A popular summer job
for Canadian university students and anyone looking to make a crapload of money in a short time.
The idea is, you go out to British Columbia, northern Ontario, or even Manitoba, and plant trees (generally in May and June) for about ten hours every day. Since you get paid for every tree you plant, your summer earnings are completely in your own hands. If you're good, you rake in the money. If you get tired and lose motivation, you go home.
This job is not for everyone. About 20% of the planters go home during the first week, and more tend to drop off at the end of a contract when things inevitably go longer than planned. You're sleeping in a tent for two months, as well as dealing with rain, snow, fatigue, hunger, and constant swarms of bugs while you're working outside in a physically demanding job (that is, if you're lucky enough to survive the bear attacks) :D Oh yeah--and you're doing the same damn thing over and over again.
The deal is, they throw you on a piece of logged land with your bag, shovel, and a few boxes of trees, and you pretty much take it from there. You can hold about 300 trees (comfortably) in your bag at one time, and, depending on the land, plant anywhere from 1000-3000+ trees in a day. Sometimes the land has been "scarified", or prepared, for you, and sometimes it hasn't. Generally, you get paid more for unscarified because it takes a little more effort to screef away the brush before you plant a tree. Oh - and since you're basically working for a logging company, you can throw away any illusions you went into the job with about helping to rejuvenate the earth.
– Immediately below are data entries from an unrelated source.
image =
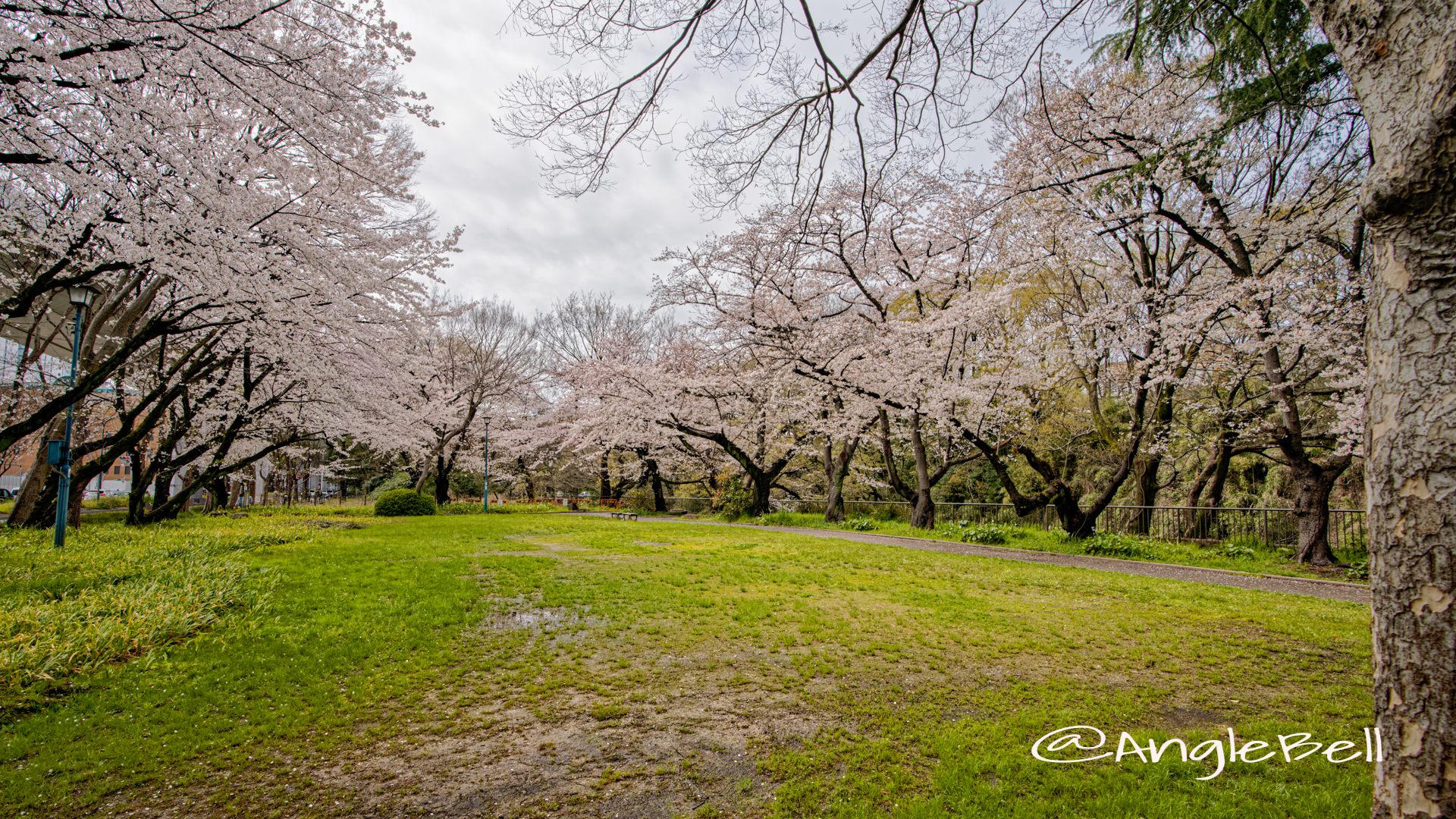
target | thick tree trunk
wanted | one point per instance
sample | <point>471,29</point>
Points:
<point>762,483</point>
<point>1401,60</point>
<point>835,472</point>
<point>922,515</point>
<point>658,496</point>
<point>34,485</point>
<point>604,477</point>
<point>1312,485</point>
<point>1203,523</point>
<point>1145,491</point>
<point>441,480</point>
Because your trees, which have all been sprayed with pesticides, will probably end up being logged in the future. And since the land is also sprayed with large amounts of herbicides, anything besides the trees you plant has a hard time growing. So much for biodiversity.
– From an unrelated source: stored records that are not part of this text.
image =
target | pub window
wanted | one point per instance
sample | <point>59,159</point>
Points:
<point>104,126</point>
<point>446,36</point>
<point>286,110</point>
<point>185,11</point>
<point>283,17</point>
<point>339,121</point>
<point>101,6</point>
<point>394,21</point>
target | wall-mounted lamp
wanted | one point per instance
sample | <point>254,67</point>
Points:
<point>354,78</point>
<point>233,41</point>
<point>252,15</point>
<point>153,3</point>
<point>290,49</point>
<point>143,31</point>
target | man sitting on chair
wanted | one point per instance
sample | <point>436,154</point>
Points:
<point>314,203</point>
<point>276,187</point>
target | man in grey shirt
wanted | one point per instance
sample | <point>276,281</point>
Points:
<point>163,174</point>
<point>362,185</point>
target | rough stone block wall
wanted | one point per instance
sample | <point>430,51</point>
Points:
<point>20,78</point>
This summer was my first year planting, and before I went, I really didn't know whether to be excited or scared or indifferent. I guess scared won out, but once I got going, the routine made everything a lot more bearable. I must admit, pulling up to our camp on the first day was a bit of a shock. I knew we would be planting on giant clearcuts, but I didn't realize that we would be living on one. I got used to it, though, like everything else. Toughness became more about not giving yourself the option to quit than making a conscious decision to keep pushing. And money. I decided early on that, no matter how bad things got, I had invested too much money to go home. Tents. Bags. Shovels. Flashlights. Boots. There was no way I was getting out of there without a cheque.